ESCORT BOY 我爱你 -Je t'aime- I
« Les gouttes de pluies s’abattent sur les carreaux, tout comme tes larmes sur mon cœur ». A voix basse, je fredonnais doucement les paroles de la chanson qui tournait en boucle dans mon téléphone depuis plus de 15 minutes. C’était une chanson triste mais teintée d’espoir, écrite pour de jeunes adolescentes avides d’histoires d’amours romancées. Je n’aimais pas particulièrement ce genre de musique. Cependant, j’écoutais toujours cette chanson plusieurs fois de suite durant les trajets en taxi me menant à mes rendez-vous. Comment allait être la jeune femme que j’allais rencontrer ce soir… Jolie ? Elégante ? Jeune, vieille ? Chinoise, Japonaise, Occidentale ? J’étais à la fois angoissé et impatient à l'idée de la découvrir. J’aimais découvrir une femme différente chaque soir ou presque. Mon devoir consistait uniquement à être beau, courtois, tendre et à ne pas trop parler. Mais par-dessus tout je devais rendre ces femmes heureuses, que ce soit en les distrayant ou en leur faisant l’amour. Le métier d’Escort boy était une activité épuisante, surtout pour un jeune étudiant de 20 ans comme moi. Cependant, j’aimais le rôle que je jouais pour ces femmes délaissées, trahis par les hommes ou simplement trop occupées par leurs postes à hautes responsabilités et accablées par la solitude. Bien évidemment, je faisais ça pour me garantir un certain confort de vie, mais également pour découvrir chaque nuit un nouveau visage, une nouvelle voix, un nouveau corps, un nouveau parfum… Une nouvelle amante que j’aimerai le temps d’une nuit. C’est donc pour cela que je me dirigeai avec détermination vers les portes de l’hôtel ou m’attendait ma cliente, dont je ne connaissais qu’un nom : Zhang. Très certainement une chinoise.

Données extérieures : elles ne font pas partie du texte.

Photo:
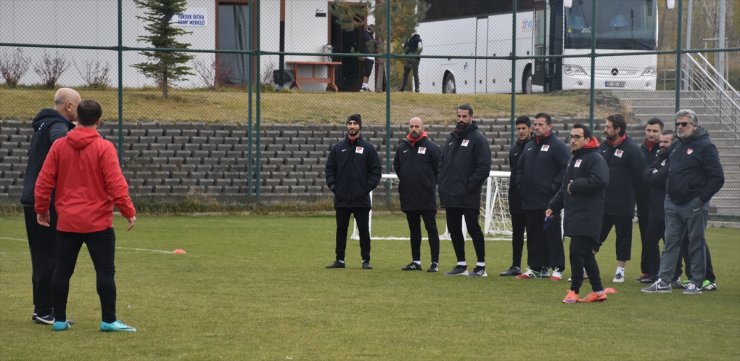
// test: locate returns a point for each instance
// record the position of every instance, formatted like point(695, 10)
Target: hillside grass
point(255, 288)
point(230, 105)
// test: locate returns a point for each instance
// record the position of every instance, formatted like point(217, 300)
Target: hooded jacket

J’entrais dans le grand hôtel avec une assurance que j’avais acquise avec l’expérience. Les gens devaient me prendre pour un jeune homme riche et branché et ne devais pas se douter une minute de ma véritable activité. A la réception, on me donna le numéro de la chambre et je me dirigeais rapidement vers l’ascenseur. A l’intérieur, je vérifiais discrètement que j’avais tout le nécessaire dans mon sac -préservatifs, lubrifiant, huile de massage, caleçon et T-Shirt de rechange-, tout en espérant que ma cliente allait solliciter mes services pour la nuit entière. En effet, j’avais besoin d’argent pour vivre confortablement dans un grand appartement et payer mes cours dans une grande école de Séoul. Lorsque l’ascenseur arriva à l’étage de la chambre, je sortis de la cabine exiguë, me dirigea vers la chambre 152 et me recoiffa machinalement avant de sonner. Comme d’habitude, j’étais empli de curiosité. Les clientes étrangères étaient souvent davantage singulières et je me faisais toujours un plaisir de les inciter à me faire partager leur savoir. Après avoir prit une grande inspiration, je me décidai à sonner à la porte. Un temps suffisamment long s’écoula pour que je me demande si on comptait réellement m’ouvrir. Mais la poignée s’ouvrit et à ma grande surprise, c’est un jeune homme qui m’ouvrit.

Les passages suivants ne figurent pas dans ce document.